How To Train A Dog Not To Chew

How To Train A Dog Not To Chew


Compared to other bad habits, dogs chewing isn’t that big of a deal. It’s pretty natural for puppies to chew and explore the world, and it can actually be good for their teeth. But if you want your dog to stop chewing, it’s possible with patience and training.

You’re Not Alone—It’s Natural

You’re not alone—chewing is a natural part of dog behavior. They do it for many reasons: to relieve anxiety, boredom, teething pain and even stress. You may also see your dog chewing on objects around the house simply because he likes their taste or texture (think about how often you chew gum).

It’s important to remember that chewing is normal and healthy for dogs of all ages. However, if you are concerned about your pup’s safety (e.g., if he chews through electrical cords), there are steps that you can take to deter him from finding things to gnaw on in the first place

The First Step? Rule Out Medical Problems

The first step in training your dog not to chew is to check with your vet. If your pup’s chewing is caused by an underlying medical issue, you can treat the medical issue and then train your dog not to chew.
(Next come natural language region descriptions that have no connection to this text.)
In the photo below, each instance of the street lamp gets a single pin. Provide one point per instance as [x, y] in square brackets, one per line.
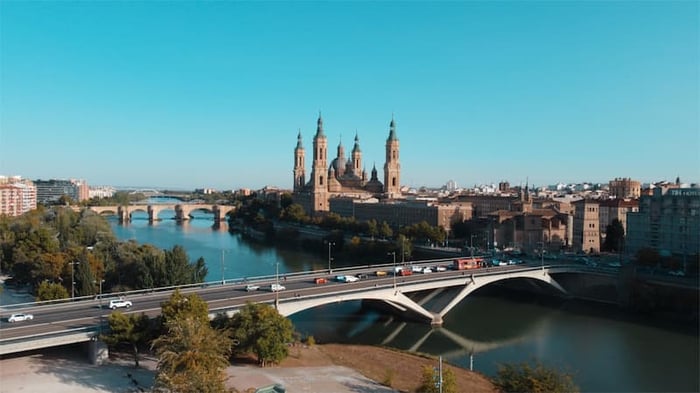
[72, 278]
[100, 299]
[393, 254]
[277, 287]
[330, 244]
[471, 243]
[223, 280]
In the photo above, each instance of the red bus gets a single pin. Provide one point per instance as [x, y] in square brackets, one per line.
[467, 263]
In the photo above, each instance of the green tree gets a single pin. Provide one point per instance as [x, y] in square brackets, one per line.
[260, 329]
[191, 354]
[385, 230]
[180, 307]
[50, 291]
[614, 236]
[132, 329]
[534, 379]
[430, 378]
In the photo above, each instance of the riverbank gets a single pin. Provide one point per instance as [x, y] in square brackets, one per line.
[320, 368]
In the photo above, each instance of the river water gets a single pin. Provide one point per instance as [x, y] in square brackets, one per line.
[605, 350]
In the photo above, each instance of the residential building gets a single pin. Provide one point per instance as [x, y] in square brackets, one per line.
[586, 226]
[668, 220]
[624, 188]
[17, 196]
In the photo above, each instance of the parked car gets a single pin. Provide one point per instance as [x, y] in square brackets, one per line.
[277, 287]
[20, 317]
[119, 303]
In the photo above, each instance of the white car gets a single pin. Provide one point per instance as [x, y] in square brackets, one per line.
[277, 287]
[20, 317]
[119, 303]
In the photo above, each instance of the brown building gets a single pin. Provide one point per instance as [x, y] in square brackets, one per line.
[625, 188]
[343, 177]
[586, 226]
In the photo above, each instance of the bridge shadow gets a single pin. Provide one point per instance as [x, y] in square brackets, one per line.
[69, 365]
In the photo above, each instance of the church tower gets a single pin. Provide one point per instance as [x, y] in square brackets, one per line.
[392, 168]
[299, 172]
[319, 185]
[357, 157]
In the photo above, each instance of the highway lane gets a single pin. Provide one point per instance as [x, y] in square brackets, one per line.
[87, 313]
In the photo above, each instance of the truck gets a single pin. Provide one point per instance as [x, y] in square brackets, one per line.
[467, 263]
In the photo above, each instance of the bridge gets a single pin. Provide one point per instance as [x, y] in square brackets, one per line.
[428, 297]
[183, 211]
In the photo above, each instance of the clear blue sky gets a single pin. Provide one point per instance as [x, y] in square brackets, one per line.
[211, 94]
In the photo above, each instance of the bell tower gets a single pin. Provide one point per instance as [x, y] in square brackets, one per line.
[299, 172]
[319, 174]
[392, 168]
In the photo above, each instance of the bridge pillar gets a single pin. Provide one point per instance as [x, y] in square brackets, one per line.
[437, 320]
[98, 352]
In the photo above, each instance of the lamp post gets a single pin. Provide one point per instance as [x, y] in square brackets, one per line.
[72, 278]
[393, 254]
[100, 299]
[277, 287]
[330, 244]
[223, 280]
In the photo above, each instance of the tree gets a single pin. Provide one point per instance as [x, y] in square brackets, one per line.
[614, 236]
[534, 379]
[50, 291]
[430, 377]
[132, 329]
[191, 354]
[183, 307]
[192, 357]
[260, 329]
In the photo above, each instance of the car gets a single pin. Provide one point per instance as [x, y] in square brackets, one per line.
[20, 317]
[277, 287]
[119, 303]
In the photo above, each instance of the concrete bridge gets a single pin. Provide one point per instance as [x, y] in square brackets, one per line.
[182, 211]
[426, 297]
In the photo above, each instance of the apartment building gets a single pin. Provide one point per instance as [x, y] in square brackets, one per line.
[586, 226]
[668, 220]
[17, 196]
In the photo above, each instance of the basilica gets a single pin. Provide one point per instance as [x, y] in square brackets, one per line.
[344, 176]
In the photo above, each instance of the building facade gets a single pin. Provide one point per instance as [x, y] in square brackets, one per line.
[586, 226]
[343, 176]
[625, 188]
[668, 220]
[17, 196]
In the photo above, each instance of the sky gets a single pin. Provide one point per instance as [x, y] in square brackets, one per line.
[184, 95]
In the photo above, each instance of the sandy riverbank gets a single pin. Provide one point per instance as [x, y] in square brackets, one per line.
[324, 368]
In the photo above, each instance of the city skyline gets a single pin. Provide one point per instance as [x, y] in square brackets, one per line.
[186, 95]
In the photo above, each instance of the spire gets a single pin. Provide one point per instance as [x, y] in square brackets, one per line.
[319, 125]
[392, 129]
[356, 148]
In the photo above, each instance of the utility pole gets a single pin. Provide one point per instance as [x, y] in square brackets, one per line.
[330, 244]
[277, 288]
[393, 254]
[72, 278]
[223, 280]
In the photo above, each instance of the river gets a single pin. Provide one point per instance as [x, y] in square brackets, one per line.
[605, 349]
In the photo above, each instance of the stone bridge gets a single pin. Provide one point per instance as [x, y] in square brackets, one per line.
[182, 211]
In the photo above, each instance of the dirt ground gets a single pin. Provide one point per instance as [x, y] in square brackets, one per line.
[404, 370]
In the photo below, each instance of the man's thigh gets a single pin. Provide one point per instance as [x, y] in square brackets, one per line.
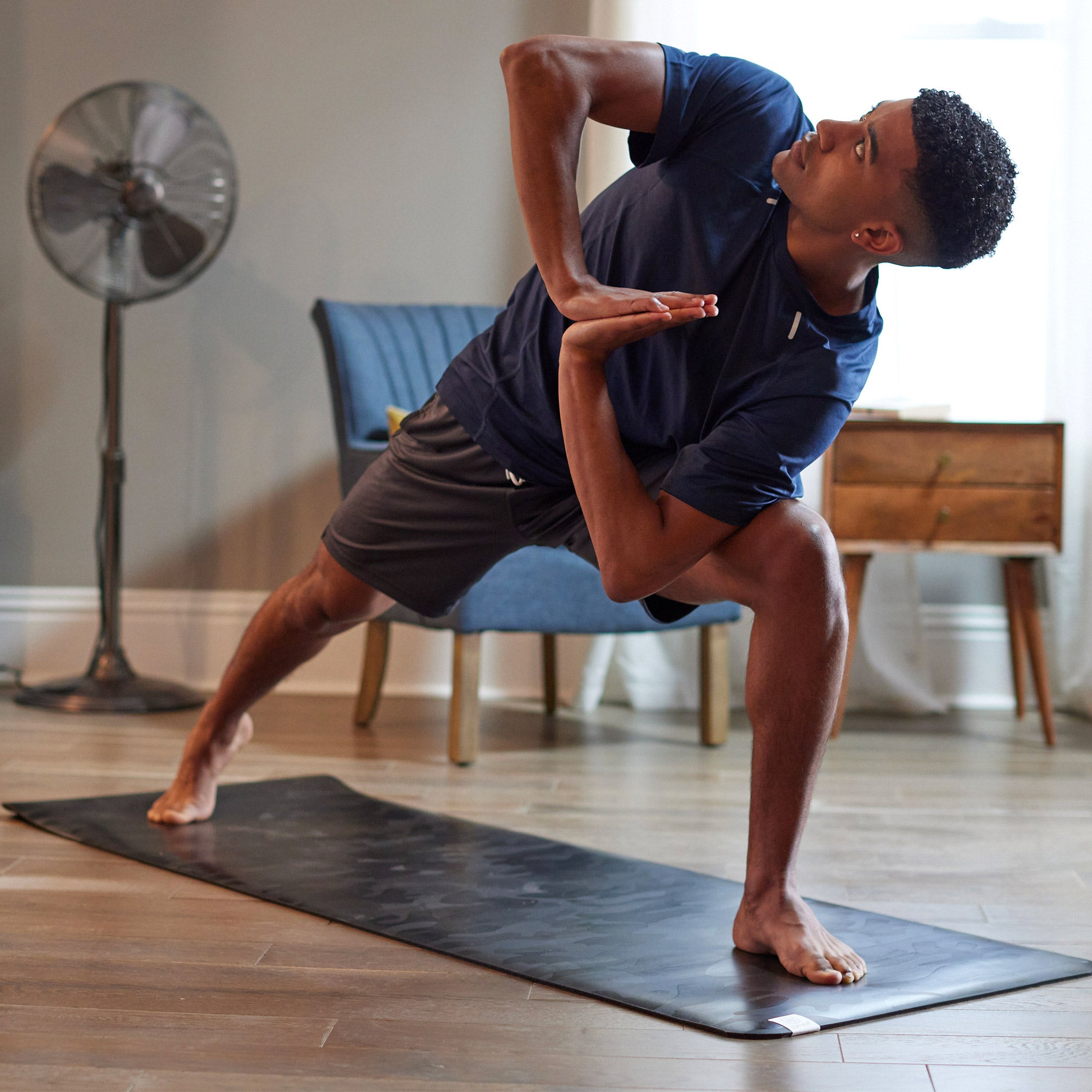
[429, 519]
[769, 549]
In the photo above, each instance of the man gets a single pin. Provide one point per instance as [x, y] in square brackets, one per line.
[660, 435]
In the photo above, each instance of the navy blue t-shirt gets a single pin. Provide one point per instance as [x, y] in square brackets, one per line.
[744, 401]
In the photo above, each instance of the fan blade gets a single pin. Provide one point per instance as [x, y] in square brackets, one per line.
[70, 198]
[169, 244]
[161, 128]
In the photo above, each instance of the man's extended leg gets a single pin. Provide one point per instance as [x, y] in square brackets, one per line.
[786, 567]
[293, 625]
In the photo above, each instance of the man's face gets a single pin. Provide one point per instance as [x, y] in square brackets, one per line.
[848, 175]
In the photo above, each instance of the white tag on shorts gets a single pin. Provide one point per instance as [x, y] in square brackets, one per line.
[797, 1025]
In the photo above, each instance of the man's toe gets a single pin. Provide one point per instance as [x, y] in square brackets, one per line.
[823, 974]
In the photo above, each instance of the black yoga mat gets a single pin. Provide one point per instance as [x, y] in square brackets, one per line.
[648, 936]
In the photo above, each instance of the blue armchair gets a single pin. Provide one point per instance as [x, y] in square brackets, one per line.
[385, 355]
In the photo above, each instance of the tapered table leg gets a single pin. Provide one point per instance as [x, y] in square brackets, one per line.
[465, 716]
[1037, 648]
[550, 672]
[377, 643]
[1018, 643]
[715, 711]
[853, 572]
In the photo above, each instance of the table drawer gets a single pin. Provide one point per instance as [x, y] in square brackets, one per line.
[955, 514]
[939, 456]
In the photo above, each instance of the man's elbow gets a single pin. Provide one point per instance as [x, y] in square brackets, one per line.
[532, 57]
[622, 586]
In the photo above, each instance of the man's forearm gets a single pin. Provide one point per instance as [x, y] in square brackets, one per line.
[549, 108]
[624, 523]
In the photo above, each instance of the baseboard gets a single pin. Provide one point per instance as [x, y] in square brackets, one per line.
[189, 636]
[968, 647]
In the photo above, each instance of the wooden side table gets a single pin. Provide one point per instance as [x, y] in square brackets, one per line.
[956, 488]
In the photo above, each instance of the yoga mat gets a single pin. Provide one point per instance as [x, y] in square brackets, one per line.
[647, 936]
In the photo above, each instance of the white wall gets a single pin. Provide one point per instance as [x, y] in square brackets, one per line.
[372, 141]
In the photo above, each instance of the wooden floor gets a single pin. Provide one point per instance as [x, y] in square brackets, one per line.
[118, 977]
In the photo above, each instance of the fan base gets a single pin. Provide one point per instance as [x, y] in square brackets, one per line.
[89, 695]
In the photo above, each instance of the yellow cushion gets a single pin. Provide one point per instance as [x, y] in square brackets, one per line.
[395, 418]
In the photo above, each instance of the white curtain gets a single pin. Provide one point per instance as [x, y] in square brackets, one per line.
[1017, 348]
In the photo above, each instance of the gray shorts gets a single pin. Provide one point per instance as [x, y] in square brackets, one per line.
[434, 514]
If it turns out that your dog is chewing because of boredom or anxiety—and this can happen if you work long hours or don’t spend enough time with them—you’ll need to attack that problem directly before trying any training methods for curbing chewing habits.
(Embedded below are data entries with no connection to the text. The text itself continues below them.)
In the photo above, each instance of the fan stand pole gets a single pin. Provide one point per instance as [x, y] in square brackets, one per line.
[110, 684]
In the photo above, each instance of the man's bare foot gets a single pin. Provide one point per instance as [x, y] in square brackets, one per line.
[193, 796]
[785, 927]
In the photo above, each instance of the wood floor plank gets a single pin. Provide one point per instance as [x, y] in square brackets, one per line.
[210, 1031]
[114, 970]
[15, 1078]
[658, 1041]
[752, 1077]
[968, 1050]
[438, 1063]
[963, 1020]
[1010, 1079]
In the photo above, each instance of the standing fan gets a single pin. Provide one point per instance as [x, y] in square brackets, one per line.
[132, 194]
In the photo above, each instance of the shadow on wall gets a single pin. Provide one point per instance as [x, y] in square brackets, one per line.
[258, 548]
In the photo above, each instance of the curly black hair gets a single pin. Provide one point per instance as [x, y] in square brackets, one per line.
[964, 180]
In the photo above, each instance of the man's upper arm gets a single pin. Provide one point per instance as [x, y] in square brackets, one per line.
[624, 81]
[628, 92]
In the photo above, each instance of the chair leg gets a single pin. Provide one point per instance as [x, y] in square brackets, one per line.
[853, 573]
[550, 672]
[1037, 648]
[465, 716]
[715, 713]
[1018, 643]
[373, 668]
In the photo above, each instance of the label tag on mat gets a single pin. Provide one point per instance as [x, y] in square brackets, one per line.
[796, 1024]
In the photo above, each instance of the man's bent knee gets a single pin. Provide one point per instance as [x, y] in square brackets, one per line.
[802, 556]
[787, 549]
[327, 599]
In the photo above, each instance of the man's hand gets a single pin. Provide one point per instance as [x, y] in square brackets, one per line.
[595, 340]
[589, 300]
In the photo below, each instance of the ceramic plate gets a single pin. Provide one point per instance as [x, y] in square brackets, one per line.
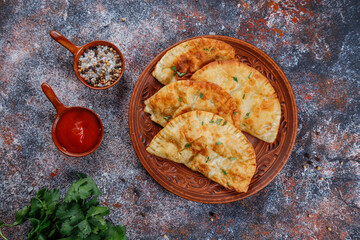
[180, 180]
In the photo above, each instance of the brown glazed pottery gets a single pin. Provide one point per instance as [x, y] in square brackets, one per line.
[61, 109]
[182, 181]
[78, 51]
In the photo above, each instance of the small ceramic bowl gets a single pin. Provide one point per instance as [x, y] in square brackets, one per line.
[61, 109]
[78, 51]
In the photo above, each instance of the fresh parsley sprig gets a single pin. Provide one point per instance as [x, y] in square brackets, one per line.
[78, 216]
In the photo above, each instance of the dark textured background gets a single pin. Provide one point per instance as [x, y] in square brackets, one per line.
[316, 43]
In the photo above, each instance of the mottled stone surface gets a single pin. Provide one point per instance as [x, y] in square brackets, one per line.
[316, 43]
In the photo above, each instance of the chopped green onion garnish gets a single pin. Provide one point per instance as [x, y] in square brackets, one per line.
[176, 72]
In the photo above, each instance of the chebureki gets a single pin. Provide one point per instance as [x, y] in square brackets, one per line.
[190, 56]
[256, 100]
[204, 142]
[184, 96]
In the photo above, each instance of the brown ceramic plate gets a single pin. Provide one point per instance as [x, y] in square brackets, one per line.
[180, 180]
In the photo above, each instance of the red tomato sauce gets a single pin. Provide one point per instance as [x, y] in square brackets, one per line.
[78, 130]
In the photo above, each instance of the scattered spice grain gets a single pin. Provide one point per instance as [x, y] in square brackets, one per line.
[100, 66]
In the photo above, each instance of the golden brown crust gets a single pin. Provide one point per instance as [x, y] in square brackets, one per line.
[190, 56]
[183, 96]
[255, 98]
[220, 152]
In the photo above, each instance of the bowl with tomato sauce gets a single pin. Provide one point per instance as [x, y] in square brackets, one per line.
[76, 131]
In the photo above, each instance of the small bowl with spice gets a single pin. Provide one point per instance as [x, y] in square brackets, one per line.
[98, 64]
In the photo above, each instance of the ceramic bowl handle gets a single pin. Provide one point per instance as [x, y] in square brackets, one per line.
[53, 98]
[65, 42]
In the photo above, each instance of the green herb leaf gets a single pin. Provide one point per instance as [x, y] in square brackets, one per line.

Keep Things Tidy And Out Of Reach

The best way to keep your dog from chewing on things is to make sure he has nothing on which to chew. It may sound silly, but it’s true. Put away all of your shoes, clothes and other items that are off-limits for chewing. If you have a puppy, you can use this time to teach him the rules about what he can and cannot eat or chew on. Just be patient with him as he tries new things and remembers how much fun it is!

Provide Alternatives

  • Provide Alternatives

There is no one treatment that works for every dog. Some need to be physically separated from their owners, while others can be kept on a leash or in a crate. Obviously, the best way to train your dog not to chew is by preventing them from chewing in the first place! This is where providing alternatives comes in handy.

  • Choose Your Chew Toy Wisely

If your pet has a tendency toward destructive chewing, you may want to start off with a rubber or nylon toy that’s easy for them not only for their safety but also for yours–you don’t want them gnawing on something dangerous!

  • Find The Right Time To Stick With It

It’s important not only how you train your pup but also when; this means finding an appropriate time when there are no distractions around—and no other pets around either because if there are then there will be more competition among each other which could cause more problems with aggressive behavior all around.”

Reinforce Good Choices

  • Reinforce good behavior. When your dog makes the right choice, reward them. This is especially useful for puppies. The best way to show your dog that chewing on a bone or toy is acceptable is by rewarding them with treats when they do so. You can also praise them or give them a pat on the head as well as giving them praise and encouraging words when they make good choices.
  • Don’t reinforce bad behavior with attention or affection (or anything else). If you give your dog attention when they chew something inappropriate, it won’t learn that chewing on things like shoes and furniture isn’t allowed—instead, it will just continue doing what worked in the past: chewing things up! Likewise, if you constantly pet your dog while they’re licking their paws after being outside in wet grass (or any other reason), then this action will become associated with being outdoors and enjoying themselves rather than being wet from playing outside in rain or snowfall; therefore leading to more frequent paw-licking behavior because it’s somehow rewarding for them to lick themselves after getting dirty by running around outside!

Ask For Help

You can also ask for help. There are several professionals you can turn to, including your vet and a dog trainer. Talk to a dog behaviorist or behavior consultant as well if you feel like this is something that has been going on for a long time and needs more than just some advice from friends or family members who may not be experts in the field of canine behavior.

Training your dog not to chew can be difficult, but with some patience and a lot of training, it is possible.

  • Train your dog to chew on appropriate things.
  • Keep your dog’s mouth and teeth clean.
  • Make sure your dog has enough exercise.
  • Make sure your dog has enough mental stimulation.
  • Make sure your dog has enough physical stimulation.
  • Make sure your dog has enough social stimulation


In closing, I want to reiterate that we understand how frustrating it can be when your dog is chewing up everything in sight. And it’s a common problem—one that we’ve seen so many times before. We hope these tips will help you to stop your dog from chewing, but if you have any questions or would like some more resources, please don’t hesitate to give us a call or stop by the store. And remember, you can always find more information on our website.